リアルワールド・エビデンス(臨床データ)がどのように使われ、それによるシナジー効果がどれくらいあるのかによって、のれんのレベルの妥当性や、CGUへの配分の判断の妥当性を評価したことがわかる。ただし、具体的に、どのように評価したのか、その評価にあたって、業界の知見を有するインダストリー専門家のサポートを利用したかまではわからない。 

我々はまた、買収に関する当グループの開示が関連する会計基準の要件を満たしているかどうかを評価した。

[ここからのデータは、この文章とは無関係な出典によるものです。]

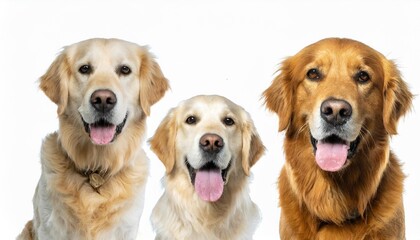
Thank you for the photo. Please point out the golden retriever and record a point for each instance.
(339, 102)
(94, 170)
(207, 145)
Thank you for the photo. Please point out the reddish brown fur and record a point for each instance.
(316, 204)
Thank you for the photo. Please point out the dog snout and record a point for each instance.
(103, 100)
(335, 111)
(211, 143)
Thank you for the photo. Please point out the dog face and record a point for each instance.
(342, 93)
(208, 140)
(100, 83)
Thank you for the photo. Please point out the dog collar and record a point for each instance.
(96, 179)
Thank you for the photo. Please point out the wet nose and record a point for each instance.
(211, 143)
(103, 100)
(335, 111)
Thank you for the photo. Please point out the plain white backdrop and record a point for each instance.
(230, 48)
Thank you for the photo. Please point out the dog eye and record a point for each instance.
(191, 120)
(313, 74)
(124, 70)
(85, 69)
(362, 77)
(228, 121)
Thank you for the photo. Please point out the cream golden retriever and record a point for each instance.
(207, 145)
(94, 170)
(339, 102)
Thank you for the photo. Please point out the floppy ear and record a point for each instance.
(252, 146)
(54, 82)
(279, 96)
(397, 97)
(153, 84)
(163, 141)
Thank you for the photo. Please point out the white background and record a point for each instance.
(230, 48)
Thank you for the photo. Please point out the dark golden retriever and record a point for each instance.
(94, 169)
(339, 102)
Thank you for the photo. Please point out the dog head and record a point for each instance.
(101, 84)
(209, 139)
(338, 93)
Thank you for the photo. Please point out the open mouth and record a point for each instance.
(332, 152)
(103, 132)
(208, 181)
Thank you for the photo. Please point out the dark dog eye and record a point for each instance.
(85, 69)
(191, 120)
(125, 70)
(313, 74)
(228, 121)
(362, 77)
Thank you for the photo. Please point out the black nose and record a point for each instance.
(211, 143)
(103, 100)
(335, 111)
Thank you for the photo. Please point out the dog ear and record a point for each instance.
(54, 82)
(397, 97)
(279, 96)
(163, 141)
(153, 84)
(252, 146)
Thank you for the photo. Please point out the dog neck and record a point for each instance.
(96, 178)
(352, 217)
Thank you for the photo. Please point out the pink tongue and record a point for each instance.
(209, 184)
(331, 156)
(102, 135)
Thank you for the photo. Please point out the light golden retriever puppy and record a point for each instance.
(339, 102)
(94, 169)
(207, 145)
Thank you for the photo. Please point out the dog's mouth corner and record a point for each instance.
(332, 152)
(208, 180)
(102, 131)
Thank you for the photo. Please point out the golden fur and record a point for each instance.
(180, 213)
(363, 200)
(66, 205)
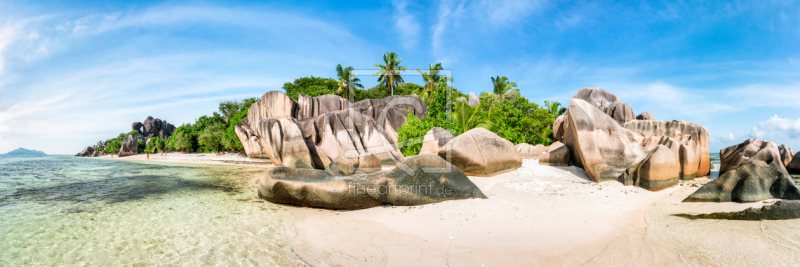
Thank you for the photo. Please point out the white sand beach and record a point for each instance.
(196, 158)
(546, 216)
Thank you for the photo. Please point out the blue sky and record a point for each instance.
(72, 73)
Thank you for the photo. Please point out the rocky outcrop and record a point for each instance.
(787, 153)
(310, 107)
(480, 152)
(86, 152)
(749, 150)
(400, 186)
(558, 128)
(474, 101)
(332, 127)
(137, 126)
(283, 141)
(152, 127)
(692, 143)
(781, 210)
(130, 146)
(527, 151)
(598, 143)
(794, 166)
(659, 170)
(435, 139)
(646, 116)
(557, 154)
(754, 180)
(609, 103)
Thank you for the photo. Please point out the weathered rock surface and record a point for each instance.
(413, 186)
(435, 140)
(137, 126)
(794, 166)
(273, 104)
(283, 141)
(86, 152)
(152, 127)
(474, 101)
(332, 127)
(749, 150)
(646, 116)
(658, 171)
(480, 152)
(558, 128)
(130, 146)
(609, 103)
(598, 143)
(781, 210)
(754, 180)
(787, 153)
(692, 139)
(528, 151)
(557, 154)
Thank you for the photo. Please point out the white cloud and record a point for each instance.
(729, 137)
(406, 24)
(777, 127)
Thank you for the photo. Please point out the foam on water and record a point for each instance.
(77, 211)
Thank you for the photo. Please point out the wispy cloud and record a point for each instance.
(407, 24)
(777, 127)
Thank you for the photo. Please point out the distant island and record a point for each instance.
(25, 152)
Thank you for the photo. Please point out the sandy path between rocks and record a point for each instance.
(547, 216)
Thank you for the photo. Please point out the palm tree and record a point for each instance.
(431, 78)
(390, 71)
(555, 108)
(502, 87)
(467, 117)
(347, 81)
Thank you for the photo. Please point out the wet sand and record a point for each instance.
(546, 216)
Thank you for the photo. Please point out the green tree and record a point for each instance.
(347, 81)
(311, 86)
(467, 117)
(554, 107)
(390, 71)
(502, 88)
(432, 80)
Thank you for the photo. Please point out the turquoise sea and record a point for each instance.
(63, 210)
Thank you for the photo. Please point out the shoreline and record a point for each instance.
(195, 158)
(535, 215)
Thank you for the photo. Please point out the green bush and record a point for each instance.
(311, 86)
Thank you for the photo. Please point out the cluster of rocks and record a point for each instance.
(754, 170)
(331, 153)
(153, 127)
(604, 137)
(150, 128)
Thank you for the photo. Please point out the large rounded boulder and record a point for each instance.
(435, 139)
(598, 143)
(754, 180)
(692, 143)
(749, 150)
(480, 152)
(283, 141)
(528, 151)
(412, 182)
(609, 103)
(787, 154)
(557, 154)
(794, 166)
(658, 171)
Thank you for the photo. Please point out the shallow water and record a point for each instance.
(62, 210)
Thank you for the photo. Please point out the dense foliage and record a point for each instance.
(311, 86)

ISAでの要求事項は、開示のみならず、見積りの方法についても会計基準の要件を満たしていることを評価することも求めているが、KAMでの説明はこのように開示についてのみ会計基準への準拠性に言及するケースが多い。
(参考) 監査報告書に記載されているKAMの原文 (クリックして読んでください。)
ロシュ_KAM5

最後に、統治責任者の立場で、監査人に対して追加的に質問したい内容についてまとめてみる。

<リスク評価>

  • 「特別な検討を必要とするリスク」を識別したのかどうか。
  • 不正リスクは識別したのか、識別した場合は、どういう不正シナリオを想定したのか。
  • マネジメントが利用したバリュエーション専門家の独立性や能力はどのように評価したのか。
  • 取締役会のレビューを含む、企業内のレビュー体制や内部統制について監査人はどのように理解したのか。
<リスク対応>
内部統制
  • 重要なリスクに関連するとして識別された内部統制
  • 識別された内部統制の検証結果
  • 企業のマネジメントは、見積りの不確実性に対して適切に対処したのかどうかについての監査人の評価



実証手続
  • マネジメントの収益成長率や競合環境についてマネジメントが使った前提の合理性を評価するにあたって、比較に用いた同様の性質を持つ他の取引とは具体的にどういう取引か。比較した結果を、どのように評価したのか。また、インダストリーの専門家は利用したのか。
  • 重要な仮定の感応度分析の結果、もっとも感応度が高くリスクの高い仮定は何か。
  • のれんの評価額に、虚偽表示がないという判断を下すにあたって入手された十分かつ適切な証拠は何か。
  • シナジー効果の、のれんのレベルへの反映が合理的と判断した根拠は何か。
  • 無形資産の評価や、耐用年数の見積りにあたって、比較した類似のテクノロジー・プラットフォームとは具体的に何か。比較した結果をどのように評価したのか。
  • 陳腐化率の反映において、代替的方法をどのように評価したのか。代替的方法を採用しなかった理由は何か。
  • のれんのCGUへの割り当てが合理的と判断した根拠は何か。